I glanced at my hands. So many questions swirled. Part of me was happy my father hadn’t committed suicide. Part of me was even angrier that someone took his life away. There was no upside in a situation like this, because the outcome remained: my father was gone.

And I’d loved him. Despite everything, I loved him and my stomach dropped whenever I thought about the fact that I’d never see him again.

“How did you figure out he was killed instead of…” I couldn’t finish the question. Jack’s hand was now on my other shoulder. Both of them behind me. Right there to fight with me.

“There was no gun residue on your father’s hands,” the detective said with empathy. “Which means he wasn’t the one who held the gun to his head.”

I flinched, thinking of that detail, and cold shivers broke over my skin.

“That’s why we’re re-examining the case from start to finish.”

“I appreciate that,” I said, and looked up to find the detective’s eyes had softened a little.

“If you think of anything else, you can call me anytime,” he said and glanced at Cal, then Jack.

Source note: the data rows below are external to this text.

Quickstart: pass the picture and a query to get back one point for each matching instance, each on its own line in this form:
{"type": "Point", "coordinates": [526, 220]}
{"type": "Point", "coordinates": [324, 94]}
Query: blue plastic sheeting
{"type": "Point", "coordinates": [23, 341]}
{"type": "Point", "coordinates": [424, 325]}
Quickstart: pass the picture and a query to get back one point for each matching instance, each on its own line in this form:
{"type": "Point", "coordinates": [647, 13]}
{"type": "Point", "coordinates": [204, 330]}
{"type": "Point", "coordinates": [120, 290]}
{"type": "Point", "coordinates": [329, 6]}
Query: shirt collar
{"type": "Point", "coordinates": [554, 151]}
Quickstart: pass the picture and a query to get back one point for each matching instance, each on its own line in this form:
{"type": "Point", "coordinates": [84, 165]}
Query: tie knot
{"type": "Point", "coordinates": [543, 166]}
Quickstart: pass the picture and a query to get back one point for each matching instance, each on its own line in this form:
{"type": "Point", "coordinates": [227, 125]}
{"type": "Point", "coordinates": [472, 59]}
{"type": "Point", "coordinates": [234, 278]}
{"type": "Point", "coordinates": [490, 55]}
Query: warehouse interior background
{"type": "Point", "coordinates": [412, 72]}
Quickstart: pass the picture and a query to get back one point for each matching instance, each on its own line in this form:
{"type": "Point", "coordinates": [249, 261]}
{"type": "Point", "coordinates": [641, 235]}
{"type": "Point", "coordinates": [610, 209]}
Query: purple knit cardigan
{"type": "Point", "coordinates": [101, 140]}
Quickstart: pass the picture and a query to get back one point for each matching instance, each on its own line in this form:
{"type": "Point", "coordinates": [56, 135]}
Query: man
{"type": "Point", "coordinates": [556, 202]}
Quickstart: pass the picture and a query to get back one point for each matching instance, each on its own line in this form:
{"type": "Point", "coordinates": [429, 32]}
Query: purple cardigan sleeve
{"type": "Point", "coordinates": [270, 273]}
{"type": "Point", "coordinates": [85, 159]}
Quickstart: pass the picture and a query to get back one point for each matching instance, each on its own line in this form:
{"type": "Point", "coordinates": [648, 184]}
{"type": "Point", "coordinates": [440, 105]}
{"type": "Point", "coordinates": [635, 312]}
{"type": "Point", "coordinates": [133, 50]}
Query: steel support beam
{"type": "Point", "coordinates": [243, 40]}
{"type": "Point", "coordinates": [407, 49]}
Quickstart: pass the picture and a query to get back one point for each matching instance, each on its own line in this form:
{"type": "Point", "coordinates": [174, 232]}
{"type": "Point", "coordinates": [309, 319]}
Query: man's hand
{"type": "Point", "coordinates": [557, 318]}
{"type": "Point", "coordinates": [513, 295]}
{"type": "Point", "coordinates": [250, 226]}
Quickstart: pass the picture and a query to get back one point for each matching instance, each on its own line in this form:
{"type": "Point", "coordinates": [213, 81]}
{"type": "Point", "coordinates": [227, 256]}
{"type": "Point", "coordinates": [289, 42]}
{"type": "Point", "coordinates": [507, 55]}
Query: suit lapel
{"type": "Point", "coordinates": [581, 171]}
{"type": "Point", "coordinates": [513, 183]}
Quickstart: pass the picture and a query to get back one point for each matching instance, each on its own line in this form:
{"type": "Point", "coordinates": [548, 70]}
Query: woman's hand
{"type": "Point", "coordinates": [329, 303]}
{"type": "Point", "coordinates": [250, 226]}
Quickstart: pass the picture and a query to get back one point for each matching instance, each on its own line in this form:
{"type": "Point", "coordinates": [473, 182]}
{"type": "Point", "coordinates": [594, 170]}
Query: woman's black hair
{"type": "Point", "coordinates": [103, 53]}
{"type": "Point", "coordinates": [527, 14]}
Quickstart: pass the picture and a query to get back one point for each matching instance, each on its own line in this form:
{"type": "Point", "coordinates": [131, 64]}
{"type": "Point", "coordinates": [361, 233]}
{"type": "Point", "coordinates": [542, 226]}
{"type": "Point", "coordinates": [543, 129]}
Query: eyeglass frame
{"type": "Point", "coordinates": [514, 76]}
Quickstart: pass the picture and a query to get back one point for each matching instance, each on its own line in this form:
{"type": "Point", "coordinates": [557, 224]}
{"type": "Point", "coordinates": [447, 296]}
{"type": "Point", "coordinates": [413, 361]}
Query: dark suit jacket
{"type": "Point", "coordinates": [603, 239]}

Everything in that glance felt wrong. Like he was piecing together the fact that I was one woman, with two men behind me. It must look odd, but everything about Cal and Jack felt right.

No matter how it seemed—bad or otherwise—being with both of them made me feel better and stronger than being without them. They felt right. The exact opposite of how I’d spent my life up until I’d met them.